How to improve Reliability in the cloud?

9 minute read

Did you get a phone call from your customer saying they want to improve their application reliability while you move their workload to the cloud? If yes then continue reading this article. I will use Microsoft Azure to explain the Reliability concept and its improvement steps. You can certainly do the same in Google Cloud or Amazon AWS.

What is Reliability?

Well reliability is a derived concept. Basically you want your application to be available for your customer. Also you should ask what latency is acceptable for your application. If your application is slower or normal, your application users should not keep retrying to finish any transaction. How should your application fidelity be while your application is slow and not rendering properly. So in order to define reliability of your application you have to answer how much your application should be Available and what is your Latency that you want for your application.

Reliability = Availability + Latency

So basically reliability is something your Business has to define. You must talk to your customer and understand what kind of business they are running, what problem they want to solve, who are the target users for the application.

How to increase Reliability?

Reliability of your workload is a shared responsibility between you and your cloud provider. Platform Reliability such as datacenter, network and other hardware infrastructure is your cloud provider responsibility. However, application reliability is customer responsibility.

In order to increase application reliability you must do below:

  1. Choosing and Configuring correct cloud building blocks.
  2. Your application must be cloud aware. Like your code should have Retry logic to make sure that application is handling transient failures which is common in the cloud.

Right Building Blocks to increase Reliability

Make sure you choose the right infrastructure building blocks in the cloud to protect their reliability impacts. You have to isolate the concerns and identify them like below:

  • Isolated VM failure such as OS, disk HDD(hard disk drive)  issue.
  • Hardware failure such as server rack issues.
  • Entire datacenter failure such as power/network issues.
  • Entire Region failure such as natural disasters.

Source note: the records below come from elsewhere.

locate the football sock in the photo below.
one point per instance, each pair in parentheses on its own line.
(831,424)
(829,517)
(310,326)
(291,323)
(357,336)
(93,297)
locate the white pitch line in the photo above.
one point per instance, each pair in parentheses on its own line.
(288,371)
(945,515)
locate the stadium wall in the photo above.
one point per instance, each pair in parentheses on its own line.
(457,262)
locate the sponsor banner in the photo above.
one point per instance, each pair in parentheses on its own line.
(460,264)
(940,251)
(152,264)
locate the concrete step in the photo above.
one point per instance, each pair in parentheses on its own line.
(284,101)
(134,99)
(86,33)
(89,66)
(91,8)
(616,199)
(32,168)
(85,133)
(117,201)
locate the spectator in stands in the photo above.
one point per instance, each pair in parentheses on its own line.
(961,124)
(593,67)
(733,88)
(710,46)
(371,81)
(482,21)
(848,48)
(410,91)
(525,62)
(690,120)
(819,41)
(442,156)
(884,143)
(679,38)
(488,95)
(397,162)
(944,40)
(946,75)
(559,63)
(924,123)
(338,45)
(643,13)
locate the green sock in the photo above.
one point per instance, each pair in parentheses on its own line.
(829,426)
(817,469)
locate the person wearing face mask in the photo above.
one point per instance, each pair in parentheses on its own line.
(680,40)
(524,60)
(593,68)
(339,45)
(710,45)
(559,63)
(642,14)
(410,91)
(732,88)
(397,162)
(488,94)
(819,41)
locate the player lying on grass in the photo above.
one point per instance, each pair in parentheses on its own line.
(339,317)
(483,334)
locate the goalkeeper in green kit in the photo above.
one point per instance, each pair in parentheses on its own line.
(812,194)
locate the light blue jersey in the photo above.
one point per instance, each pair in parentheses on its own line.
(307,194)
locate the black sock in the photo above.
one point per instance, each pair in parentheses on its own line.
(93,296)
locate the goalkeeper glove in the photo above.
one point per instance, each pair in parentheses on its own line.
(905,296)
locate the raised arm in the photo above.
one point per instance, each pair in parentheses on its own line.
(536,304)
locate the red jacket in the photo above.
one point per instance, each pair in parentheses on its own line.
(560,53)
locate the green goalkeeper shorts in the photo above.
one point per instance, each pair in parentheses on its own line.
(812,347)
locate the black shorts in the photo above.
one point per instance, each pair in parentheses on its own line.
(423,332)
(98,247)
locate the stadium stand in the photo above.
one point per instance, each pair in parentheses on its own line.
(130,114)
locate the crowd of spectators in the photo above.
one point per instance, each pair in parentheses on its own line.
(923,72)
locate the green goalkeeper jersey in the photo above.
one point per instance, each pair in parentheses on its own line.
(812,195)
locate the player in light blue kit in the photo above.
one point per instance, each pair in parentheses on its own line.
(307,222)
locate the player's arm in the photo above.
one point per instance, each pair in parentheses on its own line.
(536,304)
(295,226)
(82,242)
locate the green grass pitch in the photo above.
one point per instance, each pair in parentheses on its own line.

In order to protect VM disk and OS issues you need to use Premium Storage from Azure Cloud. To protect from hardware failure you must create a VM inside the Availability sets. To protect from entire data center failure you must consider deploying your workload in multiple Availability Zones. Also to protect from natural disasters make sure you deploy your workload in another region as well. So in summary you have to choose correct building blocks as per your requirement to improve reliability.

How to Improve Reliability of an Existing Workload?

Start backup for your virtual machine, databases that you can enable for existing resources in Azure cloud. However, if your VMs are not in the Availability set then you can not put them in the availability set for existing resources. You have to do workaround and re-build some of them and put them in Availability sets again.

In order to improve reliability of existing workload you must follow below steps on each use case:

  1. Find Key components for the critical use case (which business is more concern)
  2. Failure Mode Analysis for the critical use case
  3. Calculate Composite SLA for the critical use case
  4. Improve Composite SLA to meet business requirement

Failure Mode Analysis Technique for Reliability 

First you should talk to customers to find out which business capability they want to be up for what time. Example the purchase application written as needs to be up for 99.99 and 4 min per month down time. If business defines this then next you must learn their existing workload design consideration to achieve 99.99 SLA.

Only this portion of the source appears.